Paul-Ehrlich-Institute statistics. The vaccine-induced AEs are closely monitored in Europe as well. In Germany, as member of the WHO-led project Vaccine Safety Net, the Paul-Ehrlich-Institute (PEI) is the primary source or statistics on Covid vaccine AEs[70,91]. According to PEI, the incidence rate of mRNA vaccine-induced severe AEs (of special interest) was approximately 0.2 per 1,000 doses, or 0.02% incidence[70]. The corresponding percentage values from different U.S. statistics -mentioned earlier in this review- were 0.13%[7], 0.03%[16], 1.20%[18] and 0.13% (VAERS, Table 2).
Table 4 presents the incidence rates of various adverse events (AEs) as reported by PEI. These data not only confirm the unique and special-interest AEs associated with COVID-19 vaccines but also highlight significant findings that are often overlooked in the mainstream literature.
One notable finding is that acute dyspnea, along with cardiopulmonary or hemodynamic changes (including arrhythmia, hypertension, and tachycardia), rank on top of the AE incidence list (AE/M) of mRNA vaccines, following fever and rash (Table 4). As highlighted in U.S. incidence data (Figure 1), these symptoms are predominantly linked to activation of the innate immune system, particularly through the complement system, a key component of the humoral innate immune response.
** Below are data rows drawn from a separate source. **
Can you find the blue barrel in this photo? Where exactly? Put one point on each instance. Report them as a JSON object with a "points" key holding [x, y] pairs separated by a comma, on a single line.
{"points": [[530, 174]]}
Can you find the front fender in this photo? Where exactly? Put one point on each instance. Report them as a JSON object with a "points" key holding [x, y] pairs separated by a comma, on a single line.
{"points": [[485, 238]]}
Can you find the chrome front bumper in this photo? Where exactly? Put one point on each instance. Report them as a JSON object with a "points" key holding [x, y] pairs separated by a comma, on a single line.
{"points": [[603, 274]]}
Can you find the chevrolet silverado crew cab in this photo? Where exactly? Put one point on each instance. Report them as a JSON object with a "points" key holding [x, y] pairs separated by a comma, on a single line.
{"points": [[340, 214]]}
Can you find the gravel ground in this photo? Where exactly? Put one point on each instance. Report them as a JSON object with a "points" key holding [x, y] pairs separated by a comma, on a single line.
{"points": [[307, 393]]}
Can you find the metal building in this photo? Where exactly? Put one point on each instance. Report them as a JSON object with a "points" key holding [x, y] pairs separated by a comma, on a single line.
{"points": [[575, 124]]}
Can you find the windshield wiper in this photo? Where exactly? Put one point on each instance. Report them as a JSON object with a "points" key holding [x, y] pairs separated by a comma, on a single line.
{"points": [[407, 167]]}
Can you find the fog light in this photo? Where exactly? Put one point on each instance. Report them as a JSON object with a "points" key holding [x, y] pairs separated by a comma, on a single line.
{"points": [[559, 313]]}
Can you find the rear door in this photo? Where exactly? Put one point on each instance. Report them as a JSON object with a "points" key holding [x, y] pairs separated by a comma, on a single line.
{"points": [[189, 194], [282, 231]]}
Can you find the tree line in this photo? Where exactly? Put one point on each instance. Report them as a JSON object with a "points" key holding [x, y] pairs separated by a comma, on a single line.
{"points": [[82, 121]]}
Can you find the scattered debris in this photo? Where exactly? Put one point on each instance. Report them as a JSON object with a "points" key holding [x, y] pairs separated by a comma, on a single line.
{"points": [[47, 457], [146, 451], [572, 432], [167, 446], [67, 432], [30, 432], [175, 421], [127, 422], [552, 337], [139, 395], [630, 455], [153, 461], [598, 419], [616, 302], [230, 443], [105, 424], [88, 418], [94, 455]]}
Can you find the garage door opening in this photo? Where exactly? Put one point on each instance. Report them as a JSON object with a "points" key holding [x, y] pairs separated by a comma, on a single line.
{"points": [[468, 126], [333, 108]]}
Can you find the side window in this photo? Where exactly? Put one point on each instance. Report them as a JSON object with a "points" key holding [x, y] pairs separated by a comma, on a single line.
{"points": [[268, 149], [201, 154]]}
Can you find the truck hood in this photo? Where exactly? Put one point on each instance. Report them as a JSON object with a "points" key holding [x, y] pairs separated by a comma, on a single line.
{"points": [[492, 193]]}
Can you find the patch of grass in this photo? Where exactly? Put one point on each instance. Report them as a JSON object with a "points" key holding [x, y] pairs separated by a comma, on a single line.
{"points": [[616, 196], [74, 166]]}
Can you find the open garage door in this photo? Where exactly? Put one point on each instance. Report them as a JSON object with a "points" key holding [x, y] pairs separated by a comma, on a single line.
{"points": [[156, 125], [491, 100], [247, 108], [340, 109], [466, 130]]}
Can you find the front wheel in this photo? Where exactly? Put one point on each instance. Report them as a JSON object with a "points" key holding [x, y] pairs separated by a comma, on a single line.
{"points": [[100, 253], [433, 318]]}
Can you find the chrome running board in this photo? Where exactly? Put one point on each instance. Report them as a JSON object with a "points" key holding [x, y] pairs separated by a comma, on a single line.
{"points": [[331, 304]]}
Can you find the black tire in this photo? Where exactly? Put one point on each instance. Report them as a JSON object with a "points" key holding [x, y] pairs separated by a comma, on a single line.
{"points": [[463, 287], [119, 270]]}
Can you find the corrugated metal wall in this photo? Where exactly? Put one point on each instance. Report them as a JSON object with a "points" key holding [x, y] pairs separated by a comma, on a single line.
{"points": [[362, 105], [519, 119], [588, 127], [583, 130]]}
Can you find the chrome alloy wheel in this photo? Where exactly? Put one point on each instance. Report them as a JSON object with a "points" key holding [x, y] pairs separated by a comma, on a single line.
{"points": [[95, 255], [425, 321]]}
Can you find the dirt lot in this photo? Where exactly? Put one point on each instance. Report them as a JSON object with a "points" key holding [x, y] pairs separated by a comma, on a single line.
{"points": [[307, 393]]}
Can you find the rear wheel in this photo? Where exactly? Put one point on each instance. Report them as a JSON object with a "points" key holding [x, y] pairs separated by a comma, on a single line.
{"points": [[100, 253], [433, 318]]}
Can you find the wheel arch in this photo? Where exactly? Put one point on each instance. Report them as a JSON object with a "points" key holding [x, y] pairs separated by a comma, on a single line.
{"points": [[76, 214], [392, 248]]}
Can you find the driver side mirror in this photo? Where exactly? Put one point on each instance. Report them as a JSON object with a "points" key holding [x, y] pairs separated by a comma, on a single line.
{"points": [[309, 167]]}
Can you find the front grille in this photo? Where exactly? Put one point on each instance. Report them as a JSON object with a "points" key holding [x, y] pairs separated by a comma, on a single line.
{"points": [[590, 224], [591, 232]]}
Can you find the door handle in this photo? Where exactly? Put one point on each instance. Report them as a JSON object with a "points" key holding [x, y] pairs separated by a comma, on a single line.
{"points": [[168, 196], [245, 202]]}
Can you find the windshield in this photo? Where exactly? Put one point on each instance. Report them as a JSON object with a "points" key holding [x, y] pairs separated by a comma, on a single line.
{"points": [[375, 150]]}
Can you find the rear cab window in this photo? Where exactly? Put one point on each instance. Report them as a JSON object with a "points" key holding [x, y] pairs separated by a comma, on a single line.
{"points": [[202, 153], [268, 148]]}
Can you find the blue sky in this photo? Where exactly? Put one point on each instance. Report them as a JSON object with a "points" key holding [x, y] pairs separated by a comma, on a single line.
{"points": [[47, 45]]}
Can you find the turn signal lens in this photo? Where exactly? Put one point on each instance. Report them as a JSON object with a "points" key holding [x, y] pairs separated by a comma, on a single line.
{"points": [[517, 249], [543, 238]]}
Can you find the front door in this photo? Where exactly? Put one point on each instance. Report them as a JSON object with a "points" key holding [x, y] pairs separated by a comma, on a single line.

Another noteworthy observation in the PEI statistics[70] is the consistently higher incidence of AEs associated with DNA vaccines (Figure 1). This pattern, also evident in U.S. comparisons between mRNA and DNA-based vaccines like Jcovden (Table 2), shows an increased risk of up to 4-5 times for most AEs, excluding myocarditis. This is unexpected given that DNA vaccines require additional steps for spike protein expression and immunogenicity; the DNA must first be transcribed into mRNA, which is then translated into protein. In fact, a large longitudinal study found that specific antibody and T-cell immune responses develop faster and more robustly with the mRNA vaccine BNT162b2 compared to the DNA-based ChAdOx1-S[92]. The significant increase in acute AEs, particularly dyspnea, with DNA vaccines is therefore unlikely to be explained by increased immunogenicity. Instead, it may be related to outstanding complement activation by the adenoviral vectors used in these vaccines[93]. Consistent with this, adenovirus-based COVID-19 vaccines have been shown to induce higher interferon and pro-inflammatory responses than mRNA vaccines in human PBMCs[94], and in a preliminary experiment, we also observed significantly stronger induction of the terminal complement complex in human serum by Jcovden compared to Comirnaty and Spikevax (manuscript in preparation).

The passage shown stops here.